Up on the Greenway, the raised sewer-top path which passes the Stadium up close, further changes are underway. Where once was an ambling tarmac track surrounded by grass, now there's an arrow-straight twin-surface carriageway to segregate cyclists from walkers. Various items of "furniture" are being added, including space for benches and a series of as-yet-mysterious concrete posts awaiting the attachment of signs or banners or something. Exits are marked by raised iron lettering in the footway, tastefully applied, although prone to vanish at the first sight of snow. Every so often a glassy plaque has been laid in the path to remind walkers that the Jubilee Greenway passes this way (or will do, once HRH passes the magic 60). There are also regular clusters of wedge-shaped stone blocks, each carved with the letters "AOD" and a number (e.g. 9.83 or 10.01) which is, presumably, some sort of distance from somewhere. Down on the West Ham stretch these gleaming white blocks have already proven not to be graffiti-proof, which appears to be asking for trouble.
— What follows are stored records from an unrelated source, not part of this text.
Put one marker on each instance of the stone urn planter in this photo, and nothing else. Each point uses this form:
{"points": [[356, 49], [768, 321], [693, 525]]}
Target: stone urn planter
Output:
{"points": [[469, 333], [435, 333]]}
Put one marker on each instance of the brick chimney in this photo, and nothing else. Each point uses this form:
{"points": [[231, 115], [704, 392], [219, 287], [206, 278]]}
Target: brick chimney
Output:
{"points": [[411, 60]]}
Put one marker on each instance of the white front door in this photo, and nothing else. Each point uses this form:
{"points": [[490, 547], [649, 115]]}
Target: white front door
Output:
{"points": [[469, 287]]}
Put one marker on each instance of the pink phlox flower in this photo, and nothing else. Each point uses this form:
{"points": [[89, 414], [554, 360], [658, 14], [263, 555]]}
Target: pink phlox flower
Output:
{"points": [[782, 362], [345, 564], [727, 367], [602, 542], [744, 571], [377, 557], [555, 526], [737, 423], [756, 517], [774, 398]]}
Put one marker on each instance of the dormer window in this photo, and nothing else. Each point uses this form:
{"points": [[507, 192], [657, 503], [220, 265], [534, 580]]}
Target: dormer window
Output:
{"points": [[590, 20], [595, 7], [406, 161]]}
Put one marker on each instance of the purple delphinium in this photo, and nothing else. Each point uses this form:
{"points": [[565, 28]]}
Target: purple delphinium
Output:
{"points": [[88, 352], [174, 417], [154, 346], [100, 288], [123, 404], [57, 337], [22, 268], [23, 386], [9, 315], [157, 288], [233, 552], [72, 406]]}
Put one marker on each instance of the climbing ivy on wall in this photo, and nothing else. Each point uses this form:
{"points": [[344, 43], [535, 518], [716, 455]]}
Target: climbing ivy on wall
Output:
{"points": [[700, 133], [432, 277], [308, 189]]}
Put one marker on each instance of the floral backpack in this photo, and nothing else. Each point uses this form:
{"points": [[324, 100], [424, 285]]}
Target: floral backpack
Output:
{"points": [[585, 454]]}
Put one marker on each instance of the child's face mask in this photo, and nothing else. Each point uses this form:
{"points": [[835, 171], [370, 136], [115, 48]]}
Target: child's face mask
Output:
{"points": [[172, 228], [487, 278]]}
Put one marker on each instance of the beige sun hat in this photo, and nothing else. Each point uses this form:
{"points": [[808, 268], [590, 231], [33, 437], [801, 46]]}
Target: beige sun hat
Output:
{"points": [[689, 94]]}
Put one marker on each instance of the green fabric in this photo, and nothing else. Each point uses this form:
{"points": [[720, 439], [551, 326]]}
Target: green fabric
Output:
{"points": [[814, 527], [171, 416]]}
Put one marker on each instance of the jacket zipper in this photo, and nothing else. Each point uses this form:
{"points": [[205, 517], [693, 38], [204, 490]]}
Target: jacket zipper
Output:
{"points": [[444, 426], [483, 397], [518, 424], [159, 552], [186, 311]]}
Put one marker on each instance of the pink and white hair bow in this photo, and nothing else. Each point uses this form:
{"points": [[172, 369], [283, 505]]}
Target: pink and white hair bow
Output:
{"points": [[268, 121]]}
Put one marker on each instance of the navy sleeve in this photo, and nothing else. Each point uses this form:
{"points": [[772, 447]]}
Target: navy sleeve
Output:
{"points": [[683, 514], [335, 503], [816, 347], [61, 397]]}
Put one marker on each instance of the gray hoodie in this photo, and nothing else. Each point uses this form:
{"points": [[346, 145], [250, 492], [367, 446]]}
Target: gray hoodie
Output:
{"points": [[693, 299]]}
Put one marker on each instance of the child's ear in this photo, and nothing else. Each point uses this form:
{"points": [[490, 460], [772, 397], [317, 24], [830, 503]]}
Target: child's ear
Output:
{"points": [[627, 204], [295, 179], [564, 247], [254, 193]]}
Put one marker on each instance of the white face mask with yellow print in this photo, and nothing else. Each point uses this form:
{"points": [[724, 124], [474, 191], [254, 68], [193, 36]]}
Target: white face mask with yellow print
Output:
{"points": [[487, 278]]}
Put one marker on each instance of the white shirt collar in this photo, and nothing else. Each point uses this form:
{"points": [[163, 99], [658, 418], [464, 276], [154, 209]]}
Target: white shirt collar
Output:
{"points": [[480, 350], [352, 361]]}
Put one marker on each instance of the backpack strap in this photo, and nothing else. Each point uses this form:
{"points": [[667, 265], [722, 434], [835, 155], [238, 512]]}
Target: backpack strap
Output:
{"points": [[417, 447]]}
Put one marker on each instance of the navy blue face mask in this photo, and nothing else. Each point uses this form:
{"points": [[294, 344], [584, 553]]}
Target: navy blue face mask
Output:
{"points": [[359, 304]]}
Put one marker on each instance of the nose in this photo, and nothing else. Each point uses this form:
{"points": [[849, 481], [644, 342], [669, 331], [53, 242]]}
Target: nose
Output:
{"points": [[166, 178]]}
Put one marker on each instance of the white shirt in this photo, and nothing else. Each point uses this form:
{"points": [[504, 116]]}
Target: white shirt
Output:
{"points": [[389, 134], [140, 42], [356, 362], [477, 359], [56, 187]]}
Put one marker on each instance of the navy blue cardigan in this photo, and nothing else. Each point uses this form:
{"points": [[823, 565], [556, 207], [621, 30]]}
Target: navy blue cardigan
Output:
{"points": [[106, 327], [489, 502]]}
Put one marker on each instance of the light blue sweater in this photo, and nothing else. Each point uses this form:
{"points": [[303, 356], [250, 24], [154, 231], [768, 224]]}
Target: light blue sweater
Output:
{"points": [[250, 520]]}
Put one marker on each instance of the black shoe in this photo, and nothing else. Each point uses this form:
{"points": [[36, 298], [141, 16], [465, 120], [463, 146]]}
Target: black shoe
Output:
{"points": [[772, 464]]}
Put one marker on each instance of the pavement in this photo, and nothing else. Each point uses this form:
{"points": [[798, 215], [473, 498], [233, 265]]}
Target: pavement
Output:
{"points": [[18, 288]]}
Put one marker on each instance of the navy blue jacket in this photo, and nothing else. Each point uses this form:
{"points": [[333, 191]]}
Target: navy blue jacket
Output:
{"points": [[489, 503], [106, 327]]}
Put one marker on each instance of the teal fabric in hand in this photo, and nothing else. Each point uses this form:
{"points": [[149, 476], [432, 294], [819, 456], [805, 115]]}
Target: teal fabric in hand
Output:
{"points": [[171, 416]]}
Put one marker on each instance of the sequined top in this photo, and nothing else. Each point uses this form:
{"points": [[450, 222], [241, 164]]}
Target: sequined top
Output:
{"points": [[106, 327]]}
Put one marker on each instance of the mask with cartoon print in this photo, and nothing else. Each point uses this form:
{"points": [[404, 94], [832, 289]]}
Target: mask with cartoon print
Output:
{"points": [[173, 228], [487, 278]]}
And there's something more up here that I haven't seen in quite such large numbers before - tourists. There have always been a few interested folk staring at the stadium, occasionally large family groups, even the odd tour party. Now these tour parties are more numerous, as Blue Badge Guides take advantage of public interest and earn cash in return for imparting Olympic information. On Sunday afternoon there were two overflowing clusters of well-wrapped visitors, a small but appropriate distance apart, as their leaders pointed at a lot of buildings and explained the future use of each. I had wanted to take a decent photo of the stadium but these groups had nabbed the best viewing spots, and no amount of waiting seemed to tempt them to disperse. Instead I followed the smell of bacon into the View Tube cafe (also very busy), and failed to get a photo from the locked first floor viewing gallery. [new View Tube website]
A major transformation has occurred in the Lower Lea Valley over the last 2½ years, and there's far more to come over the next 2½. From a backwater everyone could visit but nobody did, to a construction fortress nobody can visit but anybody can watch, to a world stage a handful can visit but everybody will see. Come look.